As much as we are on PV in the summer that body of water is a zoo. Not picking sides but the area this poor woman was hit is heavily used by boaters towing folks and just zooming around. Even while we troll the various areas we've encountered folks swimming and if you're not paying attention, theres wind and waves open water swimmers are very hard to see if they don't try to make themselves as visible as feasibly possible (head covers, pulling a swim buoy). 

We're in a 18.5' boat and we've almost been hit at least a half-dozen times over the years. Folks will be towing others and have a bow full of people or not on plane and they can't see out over the bow, including the driver is looking back at the person being towed. I've used the air horn can (boat horn isn't nearly loud enough) and we've stood up waving our arms. Thank God we haven't been hit yet but we've had some very close calls.

For folks diving in Utah I believe they follow these rules. Just too bad open water swimmers there's really no rules with maybe the only the rule is using common sense. 

Dive Flag: 

(0) A square, red flag with a white diagonal stripe from one top corner to the opposite bottom corner should be used to indicate the presence of a diver below.

(1) A scuba diver shall display a diver's flag prior to diving activity and shall dive and surface in close proximity to the flag.

(2) No person shall place a diver's flag on the waters of this state unless diving activity is in progress in that area.

(3) If a diver's flag is placed after sunset or before sunrise, it shall be lighted.

(4) No person shall place a diver's flag in any area where boating activity might be unduly restricted.

(5) No scuba diver shall dive in a congested boating or fishing area such as narrow channels, launching or docking areas, or near reservoir outlets.

(6) The operator of any vessel shall not approach within 150 feet of a posted diver's flag, unless the vessel is part of the equipment in use by the divers.


----------



## bwhntr (Sep 12, 2007)

Great post K2. I can see how this type of accident is quite possible. It can be a very dangerous decision to swim in open waters where boats are allowed to operate in non-wakeless speeds. I am sure the swimmer could have taken better precautions. However, where is the responsibility of the driver of the boat? If an accident happens that is fine, I don't understand how you can leave her in the water to die and not be charged with anything. I am sure alcohol was a factor and that is why they left. This whole thing is very disturbing to me.
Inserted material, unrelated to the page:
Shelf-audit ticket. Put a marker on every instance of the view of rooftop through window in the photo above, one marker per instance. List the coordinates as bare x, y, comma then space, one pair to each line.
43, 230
I find it even more disturbing that they have still not been charged. It makes me wonder if there is nothing to charge them with.


----------



## k2muskie (Oct 6, 2007)

bwhntr agreed 1000% with what you stated. For the life of me I can't comprehend knowing they hit someone going back to her then knowing without a doubt she was seriously injured and then high tailing from the scene is totally unexcuseable. Will be interesing if they ever do get charged with a crime kinda has one scratching their head.


----------



## longbow (Mar 31, 2009)

k2muskie said:


> bwhntr agreed 1000% with what you stated. For the life of me I can't comprehend knowing they hit someone going back to her then knowing without a doubt she was seriously injured and then high tailing from the scene is totally unexcuseable. Will be interesing if they ever do get charged with a crime kinda has one scratching their head.


That's my biggest problem with this whole thing. They stopped, saw she was hurt, then DROVE AWAY!!! Who does that?


----------



## Huge29 (Sep 17, 2007)

longbow said:


> k2muskie said:
> 
> 
> > bwhntr agreed 1000% with what you stated. For the life of me I can't comprehend knowing they hit someone going back to her then knowing without a doubt she was seriously injured and then high tailing from the scene is totally unexcuseable. Will be interesing if they ever do get charged with a crime kinda has one scratching their head.
> ...


Was that a rhetorical question? Apparently, who is someone who is high or drunk or both and then continue to hide out as their attorney told them to do. Absolutely worthless wastes of space. They will eventually reap what they have sowed.


----------



## k2muskie (Oct 6, 2007)

Reckless endangerment and obstruction of justice, Class A misdemeanor, and failure to render aid, a Class B misdemeanor charges filed. WOW 'misdemeanor' charges...

http://www.ksl.com/?nid=960&sid=1935353 ... d=queue-15


----------



## Huge29 (Sep 17, 2007)

What a shame! But, under the circumstances of not being able to confirm the drugs or alcohol I am sure there wasn't much more they could get them with. 
The swimmer is absolutely clueless to be swimming in that reservoir that far away from shore, but clearly not criminal as these low lifes committed.


----------



## Iron Bear (Nov 19, 2008)

Not condoning or condemning.

But any attorney worth his or her salt will advise his or her client to *never* speak to the police under *any* circumstances. Its called the 5th amendment the right to remain silent. And its intentions were to protect the *innocent* from self incrimination.

Justice is only an ideal it only exists sometimes. And the police are not in the business of dispensing it.


----------



## bwhntr (Sep 12, 2007)

k2muskie said:


> Reckless endangerment and obstruction of justice, Class A misdemeanor, and failure to render aid, a Class B misdemeanor charges filed. WOW 'misdemeanor' charges...
> 
> http://www.ksl.com/?nid=960&sid=1935353 ... d=queue-15


This is whats wrong with our system. Abuse a dog and its a felony. Carry out your buddies illegally killed deer is a felony. Cut someone in half with your boat and leave her to die and MAYBE a misdemeanor.


----------



## Huge29 (Sep 17, 2007)

Hopefully today's update that the drugee goons were questioned as they left the lake can add false statements to their charges. http://www.ksl.com/index.php?nid=148&si ... davit-says


----------